What about spaces/tabs/whitespace?

I think that should be "STRONGLY DISCOURAGED". However, I guess there's some old-school files that were created before ABIF was a thing that ... well.... sure....whatevs. Don't worry about fixing those.

brainbuz commented 3 years ago

In a lot of the discussion the colon has been used, and I see no reason to prefer something else and I'm proposing to use * for something else.

I started writing a draft for use as a starting point for the first draft of the standard. Its not ready to be a PR, but I invite you to look at it. One place I did go out on a limb was to propose the * as punctuation to indicate a weighted ballot in place of the '/' for Cardinal Ballots.

You can see my draft for a draft in my fork of ABIF.

https://github.com/brainbuz/abif

robla commented 3 years ago

Thanks for highlighting one of the bigger substantive changes in your fork, @brainbuz . Keeping this issue focused on "what should be the delimiter between ballot quantity and ballot rankings/ratings for a group of ballots: I think I agree that ":" should be strongly preferred over other delimiters. The only question is whether we break compatibility with Pivot Libre (per https://github.com/pivot-libre/pivot-libre.github.io/issues/7 ) to implement your suggestion.

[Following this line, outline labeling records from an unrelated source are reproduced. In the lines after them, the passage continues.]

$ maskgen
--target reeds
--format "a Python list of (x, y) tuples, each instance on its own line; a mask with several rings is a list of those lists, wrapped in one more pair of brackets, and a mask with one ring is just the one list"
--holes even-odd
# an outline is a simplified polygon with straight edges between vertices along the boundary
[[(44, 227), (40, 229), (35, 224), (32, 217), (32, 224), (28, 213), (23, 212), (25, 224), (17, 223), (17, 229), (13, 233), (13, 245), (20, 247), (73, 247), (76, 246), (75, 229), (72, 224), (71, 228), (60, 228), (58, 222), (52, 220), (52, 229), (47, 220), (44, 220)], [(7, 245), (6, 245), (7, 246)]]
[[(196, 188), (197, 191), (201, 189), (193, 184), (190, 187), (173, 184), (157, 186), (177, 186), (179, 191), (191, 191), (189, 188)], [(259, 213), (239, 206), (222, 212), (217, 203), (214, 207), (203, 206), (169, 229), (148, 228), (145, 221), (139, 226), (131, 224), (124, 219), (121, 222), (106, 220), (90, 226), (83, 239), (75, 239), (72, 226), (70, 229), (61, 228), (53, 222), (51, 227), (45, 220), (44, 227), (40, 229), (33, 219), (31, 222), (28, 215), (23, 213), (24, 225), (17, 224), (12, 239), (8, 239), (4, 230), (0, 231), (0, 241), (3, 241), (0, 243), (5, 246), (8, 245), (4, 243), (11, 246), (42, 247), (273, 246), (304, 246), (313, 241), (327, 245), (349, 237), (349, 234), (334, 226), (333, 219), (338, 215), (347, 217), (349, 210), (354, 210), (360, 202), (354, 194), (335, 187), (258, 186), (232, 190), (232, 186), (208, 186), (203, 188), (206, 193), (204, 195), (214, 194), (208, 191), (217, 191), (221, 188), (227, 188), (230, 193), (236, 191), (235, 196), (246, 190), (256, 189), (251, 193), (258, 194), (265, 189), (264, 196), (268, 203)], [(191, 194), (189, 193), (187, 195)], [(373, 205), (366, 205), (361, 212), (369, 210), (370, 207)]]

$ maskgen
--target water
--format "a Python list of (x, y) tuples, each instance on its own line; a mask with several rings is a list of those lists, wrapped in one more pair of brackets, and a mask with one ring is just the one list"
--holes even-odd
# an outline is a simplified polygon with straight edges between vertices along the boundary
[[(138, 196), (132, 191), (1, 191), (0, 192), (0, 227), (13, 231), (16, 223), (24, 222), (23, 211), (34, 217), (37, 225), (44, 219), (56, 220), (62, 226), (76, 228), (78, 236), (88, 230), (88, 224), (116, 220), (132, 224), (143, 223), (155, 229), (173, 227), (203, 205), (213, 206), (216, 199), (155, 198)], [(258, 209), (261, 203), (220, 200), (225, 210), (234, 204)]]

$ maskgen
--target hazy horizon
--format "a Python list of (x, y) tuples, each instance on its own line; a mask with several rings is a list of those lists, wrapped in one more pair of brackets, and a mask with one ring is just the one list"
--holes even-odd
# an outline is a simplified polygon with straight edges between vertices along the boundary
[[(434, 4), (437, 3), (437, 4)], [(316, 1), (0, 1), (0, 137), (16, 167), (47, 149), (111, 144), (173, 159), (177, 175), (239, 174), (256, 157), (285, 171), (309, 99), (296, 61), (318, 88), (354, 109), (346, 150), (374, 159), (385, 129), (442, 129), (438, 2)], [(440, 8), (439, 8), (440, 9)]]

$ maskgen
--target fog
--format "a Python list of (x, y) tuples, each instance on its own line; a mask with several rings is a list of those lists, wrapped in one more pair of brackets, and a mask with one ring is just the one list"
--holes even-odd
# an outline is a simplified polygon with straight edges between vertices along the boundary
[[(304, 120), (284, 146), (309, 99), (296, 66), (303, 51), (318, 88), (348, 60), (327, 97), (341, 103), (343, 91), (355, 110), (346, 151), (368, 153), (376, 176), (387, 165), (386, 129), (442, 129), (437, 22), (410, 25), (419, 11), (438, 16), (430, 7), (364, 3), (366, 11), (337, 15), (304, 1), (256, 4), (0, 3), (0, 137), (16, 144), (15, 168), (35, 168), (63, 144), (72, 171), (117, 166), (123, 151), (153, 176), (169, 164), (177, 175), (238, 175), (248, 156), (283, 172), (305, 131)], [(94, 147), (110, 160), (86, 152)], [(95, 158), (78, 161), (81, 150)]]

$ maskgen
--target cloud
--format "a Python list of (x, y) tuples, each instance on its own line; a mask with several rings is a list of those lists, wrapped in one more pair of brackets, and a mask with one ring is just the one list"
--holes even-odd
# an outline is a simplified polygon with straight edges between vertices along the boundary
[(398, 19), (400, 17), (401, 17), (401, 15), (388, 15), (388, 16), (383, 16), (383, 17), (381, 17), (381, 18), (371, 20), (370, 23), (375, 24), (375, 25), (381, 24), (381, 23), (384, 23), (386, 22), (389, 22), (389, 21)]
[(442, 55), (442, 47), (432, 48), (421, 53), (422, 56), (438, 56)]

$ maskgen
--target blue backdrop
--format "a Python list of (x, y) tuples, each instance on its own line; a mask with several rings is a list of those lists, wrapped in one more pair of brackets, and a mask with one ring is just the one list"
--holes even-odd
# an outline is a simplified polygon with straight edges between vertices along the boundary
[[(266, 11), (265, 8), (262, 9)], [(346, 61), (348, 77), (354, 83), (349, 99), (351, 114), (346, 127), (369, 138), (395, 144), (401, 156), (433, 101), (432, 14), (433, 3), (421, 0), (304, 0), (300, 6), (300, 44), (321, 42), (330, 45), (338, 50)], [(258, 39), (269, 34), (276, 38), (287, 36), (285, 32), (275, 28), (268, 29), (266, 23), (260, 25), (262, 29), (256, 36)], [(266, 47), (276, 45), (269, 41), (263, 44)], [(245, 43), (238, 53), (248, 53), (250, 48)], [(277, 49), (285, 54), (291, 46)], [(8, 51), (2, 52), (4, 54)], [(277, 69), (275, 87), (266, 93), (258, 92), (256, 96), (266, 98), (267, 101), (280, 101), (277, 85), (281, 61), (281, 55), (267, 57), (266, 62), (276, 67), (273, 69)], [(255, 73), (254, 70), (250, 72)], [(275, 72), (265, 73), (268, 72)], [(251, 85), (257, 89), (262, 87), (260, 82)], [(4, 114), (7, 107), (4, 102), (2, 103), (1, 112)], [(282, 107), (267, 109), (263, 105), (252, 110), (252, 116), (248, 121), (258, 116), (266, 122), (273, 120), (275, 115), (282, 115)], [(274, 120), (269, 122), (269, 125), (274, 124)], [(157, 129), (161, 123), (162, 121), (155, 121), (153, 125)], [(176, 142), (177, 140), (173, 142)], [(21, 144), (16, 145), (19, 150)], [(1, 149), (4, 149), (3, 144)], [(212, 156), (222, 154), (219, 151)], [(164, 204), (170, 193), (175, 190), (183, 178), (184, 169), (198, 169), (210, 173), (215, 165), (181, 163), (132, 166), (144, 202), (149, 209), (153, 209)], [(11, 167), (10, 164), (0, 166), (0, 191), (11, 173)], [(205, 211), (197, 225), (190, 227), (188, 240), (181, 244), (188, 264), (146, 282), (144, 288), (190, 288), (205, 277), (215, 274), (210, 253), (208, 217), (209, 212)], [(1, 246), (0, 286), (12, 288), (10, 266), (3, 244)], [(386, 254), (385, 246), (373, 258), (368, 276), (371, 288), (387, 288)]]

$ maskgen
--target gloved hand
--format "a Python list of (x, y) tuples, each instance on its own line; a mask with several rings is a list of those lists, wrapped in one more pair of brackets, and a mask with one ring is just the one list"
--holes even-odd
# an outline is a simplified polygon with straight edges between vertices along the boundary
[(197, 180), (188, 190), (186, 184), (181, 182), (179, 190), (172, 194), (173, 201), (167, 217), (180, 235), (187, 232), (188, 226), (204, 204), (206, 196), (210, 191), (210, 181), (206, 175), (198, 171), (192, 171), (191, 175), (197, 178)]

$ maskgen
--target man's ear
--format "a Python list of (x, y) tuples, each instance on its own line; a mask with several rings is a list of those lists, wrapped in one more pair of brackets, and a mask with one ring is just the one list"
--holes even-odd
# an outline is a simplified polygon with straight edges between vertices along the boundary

If Pivot Libre standardizes on colon (":") and deprecates use of asterisk ("*") for this delimiter, then it becomes easier to use asterisk for other purposes (like ratings, as you suggest). More food for thought.

brainbuz commented 3 years ago

As the author of another voting library that has formats which will be deprecated the moment ABIF becomes official, I do not think backwards compatibility with other formats should be a concern.

robla commented 3 years ago

As the author of another voting library that has formats which will be deprecated the moment ABIF becomes official, I do not think backwards compatibility with other formats should be a concern.

Per my new thread (#21) over in "Discussions" titled "Backwards compatibility", I think backwards compatibility should be a concern. We can have that philosophical discussion over there.

Speaking specifically about asterisk ("*") vs colon (":"), I would love for ABIF to have mutual compatibility with @carlschroedl 's and @simberaj 's software. Both of them seem to be suggesting that compatibility with asterisk can be broken. I'd love to get their opinion as to whether it should be broken.

simberaj commented 3 years ago

I am in favor of removing the asterisk support. It does not seem to be widely used nor intuitive to me. If anything, I would consider having the colon optional.

carlschroedl commented 3 years ago

I now favor removing the asterisk as a quantity delimiter given there's a chance it could be used for something else. It wouldn't be hard for Pivot to update its code and data to accommodate.

robla commented 3 years ago

I'm going to resolve this. The spec that I write for ABIF is almost certainly going to use colon (:) and not allow asterisk (*) as a delimiter between ballot quantities and candidate rankings/ratiings.